Recentelijk is de nieuwe richtlijn palliatieve sedatie van de KNMG en IKNL verschenen.1 Een belangrijke herziening, temeer omdat cijfers nationaal en internationaal een stijgende trend laten zien in het toepassen van palliatieve sedatie. Het lijkt erop dat ‘slapend sterven’ een nieuw normaal wordt.
De nieuwe richtlijn én de toename van palliatieve sedatie zijn voor mij aanleiding tot een reflectie op de praktijk van palliatieve sedatie in Nederland. Een reflectie die is gevoed vanuit mijn persoonlijk perspectief: opgeleid als huisarts in Nederland, met een afgeronde master in palliatieve zorg, en sinds 2020 werkend in een hospice in het Verenigd Koninkrijk (VK).
auteur: Maarten Scholten
datum: 20 oktober 2022
website: https://www.medischcontact.nl/actueel/laatste-nieuws/artikel/palliatieve-sedatie-is-lang-niet-altijd-de-beste-keus
Verschil in uitgangspunt
Twintig jaar geleden rondde ik mijn studie geneeskunde af in Amsterdam. Mijn ontwikkeling als arts kreeg vorm in de tijd na invoering van de ‘euthanasiewet’ in 2002. In deze periode raakte euthanasie ruim geaccepteerd door de Nederlandse bevolking en verwierf een steeds nadrukkelijker plaats in de maatschappij. Sindsdien is ook de palliatieve zorg in Nederland in een stroomversnelling geraakt en kreeg palliatieve sedatie meer aandacht. Ook voor mij als huisarts was het dan ook niet ongewoon om palliatieve sedatie toe te passen in de stervensfase.
Het lijkt erop dat ‘slapend sterven’ een nieuw normaal wordt
Nu, twintig jaar later, is mijn visie op de toepassing van euthanasie en palliatieve sedatie veranderd. Euthanasie is niet gelegaliseerd in het VK en in het hospice waar ik werk is de praktijk anders dan ik in Nederland gewend was. Ook in de VK gebruiken wij in de stervensfase sedativa, maar bijna nooit met als doel het verlagen van het bewustzijn. Het doel is primair het verlichten van symptomen. Laaggedoseerd midazolam kan daarbij helpen – door de anxiolytische en spierverslappende werking – zonder dat daarbij bewustzijnsdaling optreedt. Permanente bewustzijnsverlaging (sedatie) kán optreden bij het titreren van de dosis, maar is niet de primaire intentie bij het starten van midazolam. Continue diepe sedatie tot het overlijden is zeldzaam in het VK en gebeurt alleen in zeer uitzonderlijke situaties.

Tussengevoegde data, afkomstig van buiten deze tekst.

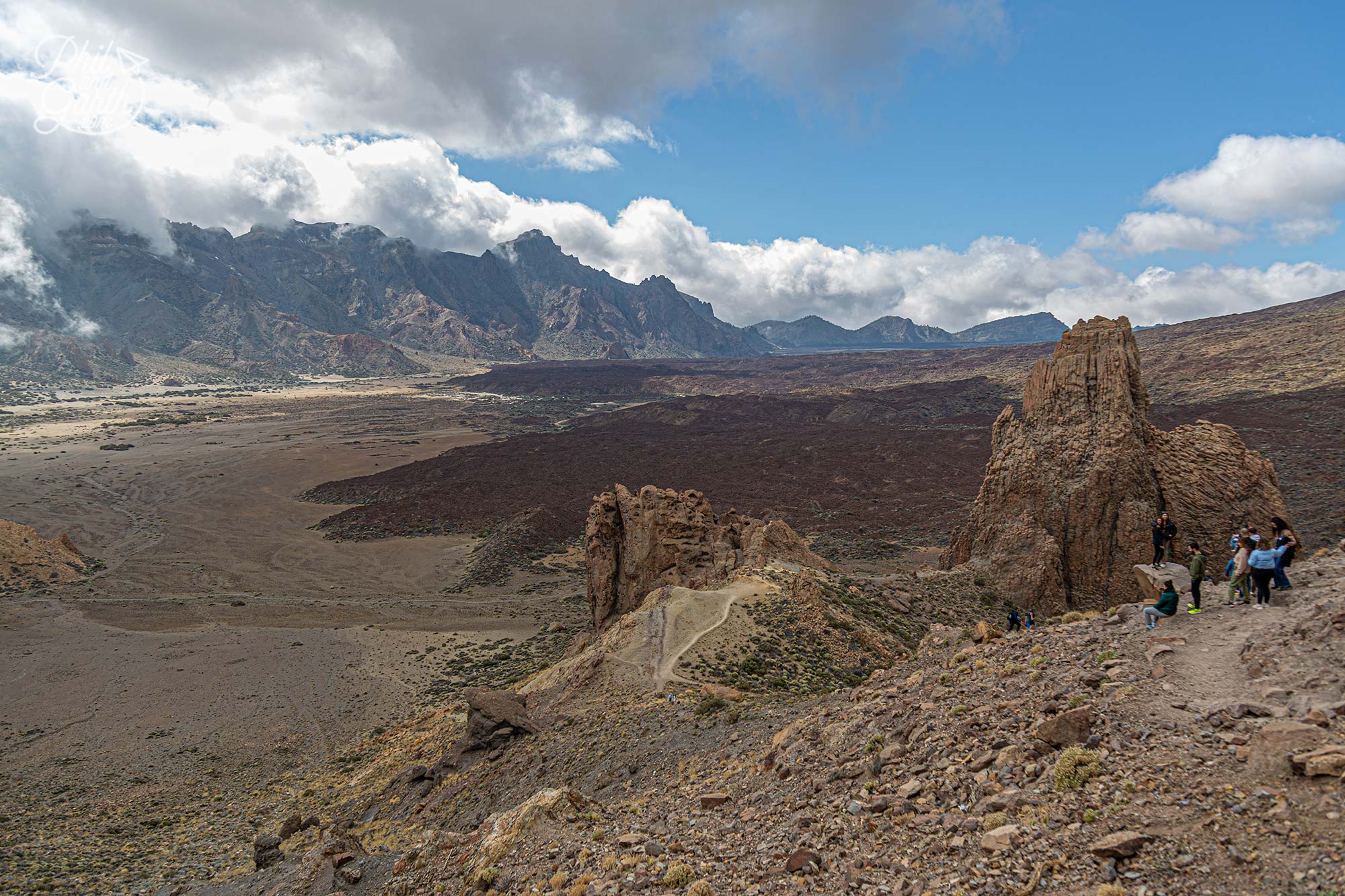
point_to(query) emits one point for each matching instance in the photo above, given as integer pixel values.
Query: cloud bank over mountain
(342, 118)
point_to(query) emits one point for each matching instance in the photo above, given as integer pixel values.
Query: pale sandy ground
(227, 643)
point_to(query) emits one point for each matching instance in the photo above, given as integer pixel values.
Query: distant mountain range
(820, 334)
(326, 298)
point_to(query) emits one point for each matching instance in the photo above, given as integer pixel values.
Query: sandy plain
(154, 713)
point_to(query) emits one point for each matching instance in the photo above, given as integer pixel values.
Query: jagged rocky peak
(1071, 487)
(637, 542)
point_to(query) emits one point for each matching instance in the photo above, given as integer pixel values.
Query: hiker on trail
(1284, 536)
(1238, 577)
(1164, 607)
(1198, 576)
(1262, 567)
(1163, 532)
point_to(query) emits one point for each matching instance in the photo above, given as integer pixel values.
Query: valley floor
(153, 712)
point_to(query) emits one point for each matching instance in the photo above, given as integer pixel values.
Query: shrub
(679, 876)
(1075, 767)
(711, 705)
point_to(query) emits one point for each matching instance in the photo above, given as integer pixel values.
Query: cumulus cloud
(210, 151)
(508, 79)
(1293, 182)
(1148, 232)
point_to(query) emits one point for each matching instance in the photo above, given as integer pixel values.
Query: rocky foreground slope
(1083, 756)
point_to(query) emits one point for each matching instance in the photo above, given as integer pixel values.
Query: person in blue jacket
(1262, 563)
(1165, 606)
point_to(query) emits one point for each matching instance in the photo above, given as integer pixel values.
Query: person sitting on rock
(1284, 536)
(1261, 564)
(1164, 607)
(1163, 532)
(1198, 576)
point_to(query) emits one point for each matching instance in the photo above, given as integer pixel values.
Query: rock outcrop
(656, 537)
(1071, 487)
(29, 560)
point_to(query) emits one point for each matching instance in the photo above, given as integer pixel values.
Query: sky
(946, 161)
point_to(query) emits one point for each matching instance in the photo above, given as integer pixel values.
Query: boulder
(1070, 727)
(1152, 579)
(804, 860)
(1073, 485)
(1324, 760)
(496, 716)
(657, 537)
(502, 831)
(1124, 844)
(1001, 838)
(1272, 747)
(984, 631)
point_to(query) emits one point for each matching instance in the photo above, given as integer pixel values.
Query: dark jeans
(1281, 579)
(1262, 579)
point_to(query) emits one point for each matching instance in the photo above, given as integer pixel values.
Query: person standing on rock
(1163, 530)
(1198, 576)
(1164, 607)
(1262, 565)
(1284, 536)
(1238, 581)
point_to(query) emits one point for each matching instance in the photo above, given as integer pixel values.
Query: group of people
(1258, 564)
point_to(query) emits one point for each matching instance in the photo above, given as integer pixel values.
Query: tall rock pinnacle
(1071, 486)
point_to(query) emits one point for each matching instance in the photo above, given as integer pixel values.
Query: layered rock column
(657, 537)
(1071, 487)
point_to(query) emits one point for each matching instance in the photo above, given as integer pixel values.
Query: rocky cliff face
(325, 298)
(1073, 485)
(657, 537)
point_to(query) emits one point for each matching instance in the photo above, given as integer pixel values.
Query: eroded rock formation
(656, 537)
(1073, 485)
(29, 560)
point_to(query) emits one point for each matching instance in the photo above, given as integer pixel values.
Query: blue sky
(946, 161)
(1063, 126)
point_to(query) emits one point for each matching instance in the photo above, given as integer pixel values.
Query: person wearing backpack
(1284, 536)
(1198, 576)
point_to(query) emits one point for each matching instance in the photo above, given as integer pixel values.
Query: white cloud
(508, 79)
(1145, 232)
(1291, 179)
(1304, 229)
(582, 158)
(217, 158)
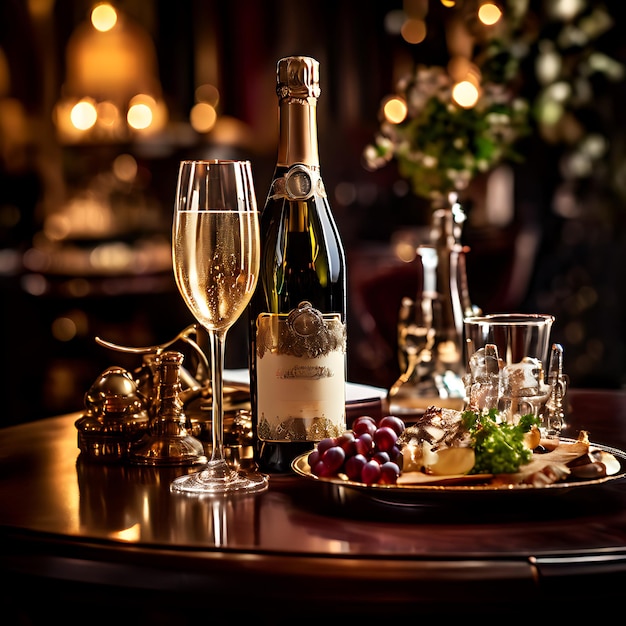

Dit verschil in uitgangspunt brengt met zich mee dat het taalgebruik en de praktijk rond het gebruik van sedativa in de stervensfase verschillen. Zo lieten Seymour en collega’s zien dat in Nederland wordt gesproken over het ‘in slaap brengen’ van een patiënt.2 In het VK ligt in de communicatie de nadruk op het toedienen van lage doses sedativa met als doel symptomen te verlichten (‘to settle’). De term palliatieve sedatie wordt hier dan ook nauwelijks gebruikt. Bovendien maken Seale e.a. duidelijk dat in Nederland – in tegenstelling tot in het VK – de nadruk ligt op een specifiek moment waarop de sedatie start, vaak voorafgegaan door een familiebijeenkomst waarin betrokkenen afscheid nemen van de patiënt.3
Emotionele belasting
De verschillen in toepassing van sedativa tussen Nederland en het VK gaan dus vooral terug op de intentie die aan het gebruik voorafgaat: een snelle en vervolgens continue diepe sedatie tot aan het overlijden in Nederland (‘to sleep’) versus een proportionele sedatie gericht op reductie van symptomen tot een draaglijk niveau in het VK (‘to settle’). Dit onderscheid is relevant voor zowel het behandelend team als voor de patiënt en diens naasten, omdat bij de start van continue diepe sedatie tot aan het overlijden het bibliografische leven van de patiënt – het leven dat hij nog bewust meemaakt – eindigt. De emotionele belasting die dit met zich meebrengt moet niet onderschat worden.
Adequate symptoomverlichting is vaak mogelijk met laaggedoseerde sedativa (bijvoorbeeld midazolam 5-10 mg/24 uur via subcutane toediening), waar nodig in combinatie met opioïden tegen pijn, en anti-emetica tegen misselijkheid en braken. Deze dosis is veel lager dan de startdosering in stap 1 van het stappenplan in de herziene richtlijn. De farmacologische symptoombestrijding moet hand in hand gaan met goede communicatie en verpleegzorg (mondhygiëne, voorkomen obstipatie, doorligplekken, et cetera) in combinatie met optimale psychosociale ondersteuning en met oog voor existentieel lijden en zingevingsvragen. Op deze manier blijkt het in bijna 100 procent van de gevallen mogelijk het lijden tijdens de stervensfase te verlichten tot een draaglijk niveau.
Angst voor het sterven
Waar ik aanvankelijk vooral meende dat Nederland door de mogelijkheden van euthanasie en palliatieve sedatie open en vooruitstrevend was, begin ik steeds vaker het gevoel te krijgen dat hier ook een keerzijde aan zit, omdat het verandering teweegbrengt over onze verhouding tot de dood. Dood en sterfbed worden dan steeds meer gereduceerd tot een medische aangelegenheid, waarbij voorbij wordt gegaan aan culturele, sociale en relationele aspecten van het sterven, zoals het afsluiten van een geleefd leven, terugblikken, doorgeven, vergeven, et cetera.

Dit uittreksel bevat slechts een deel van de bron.